The APF and the 2004 Elections

Nina Benjamin* argues that the debate on the 2004 elections within the APF Gauteng contributes to the debate on strategies and tactics in building revolutionary movements.

April 14 looms, and while it is a fait accompli that the ANC will be the majority party, the elections pose important questions for the emerging social movements. In the past few months the Anti- Privatisation Forum (APF) has been engaged in intense political debate on the role of parliamentary elections in building a working class political alternative to the ANC.

In a series of workshops and meetings, members of the more than 20 APF affiliates in Gauteng and North West debated the APF’s attitude to national, provincial and local elections. For the younger APF cadre entering community struggles in the post 1994 period, the experience of ANC parliamentarianism has been one of corruption, nepotism and privatisation. The identification of the ANC as a bourgeois party that has betrayed the interests of the working class was a sentiment that permeated the elections discussions. A call by a minority within the APF to vote ANC as a propagandistic attempt at holding the ANC accountable to its working class supporters was resoundingly defeated. The view of the majority of APF affiliates is that the ANC has crossed the class line, and has become a bureaucratic shell where there is no longer any space to shape its policies and political action.

The experiences of ANC rule in the past ten years played an important role in shaping the APF’s discussions on parliament as an institution of the capitalist state. The generally held view was that parliament is often used for the purposes of “fooling us” into believing that through voting we exercise real power. For a small minority within the APF this meant boycotting parliamentary elections on principle while the majority agreed that participation could allow for tactical gains e.g. increasing the exposure of the ruling classes, raising one’s political profile and gaining access to resources that would be used for the building of a revolutionary movement. There was consensus that parliamentary elections would always need to be subsumed to mass struggle.

No to participation

Having agreed that participation in elections offers tactical gains, the APF then debated whether or not to participate in the 2004 national elections. Three key reasons for not participating as the APF were identified:

  • The APF is very mindful of the fact that a large section of the working class sees political parties participating in elections as opportunists and careerists. To prevent being tarred with the same brush, the APF has yet to prove its credentials to significant sections of the working class.
  • The APF is a relatively young organisation and participation in national elections could divert its limited organisational resources from mass mobilisation to the bureaucratic procedures required by the elections process e.g. raising funds for registration.
  • The APF is in the process of building and developing organisational arrangements and policies to ensure internal democracy and accountability. Developing mechanisms of political control that would keep parliamentarians accountable is therefore still in its infant stages. This is especially relevant in the context of an election system that is based on proportional representation and that allows for floor crossing.

What does this all say about the APF as a political alternative? The APF is a young, dynamic organization that is faced with a range of challenges. Through the debates on the elections a number of challenges emerged.

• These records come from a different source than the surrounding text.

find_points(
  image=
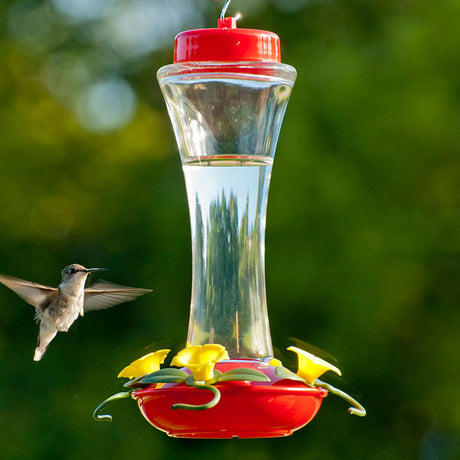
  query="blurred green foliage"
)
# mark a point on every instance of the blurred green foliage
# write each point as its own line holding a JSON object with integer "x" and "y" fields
{"x": 363, "y": 219}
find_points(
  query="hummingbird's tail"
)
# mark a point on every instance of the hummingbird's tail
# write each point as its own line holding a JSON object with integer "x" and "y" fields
{"x": 45, "y": 336}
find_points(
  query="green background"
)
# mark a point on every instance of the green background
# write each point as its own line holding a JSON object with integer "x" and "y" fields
{"x": 362, "y": 242}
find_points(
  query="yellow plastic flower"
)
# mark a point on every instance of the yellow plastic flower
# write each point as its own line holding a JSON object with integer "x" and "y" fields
{"x": 310, "y": 366}
{"x": 200, "y": 359}
{"x": 145, "y": 365}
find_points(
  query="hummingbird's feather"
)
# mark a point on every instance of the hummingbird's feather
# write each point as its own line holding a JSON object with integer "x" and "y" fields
{"x": 34, "y": 294}
{"x": 104, "y": 295}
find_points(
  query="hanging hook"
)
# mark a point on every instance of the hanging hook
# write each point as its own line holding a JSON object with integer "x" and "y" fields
{"x": 224, "y": 9}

Firstly, within the APF there exists a range of political histories, theories and experiences. For example, there are community organizations who have participated in local government elections, there are those who believe the APF should participate in the national elections, and there are those who believe parliamentary elections should be boycotted on principle. Some even argue that voting for the ANC will provide the APF with the political leverage to continue pressurising the ANC. As an organization the APF needs to keep the democratic space open to allow for all these different views to be discussed, while at the same time providing leadership and clear positions to those who support the organization.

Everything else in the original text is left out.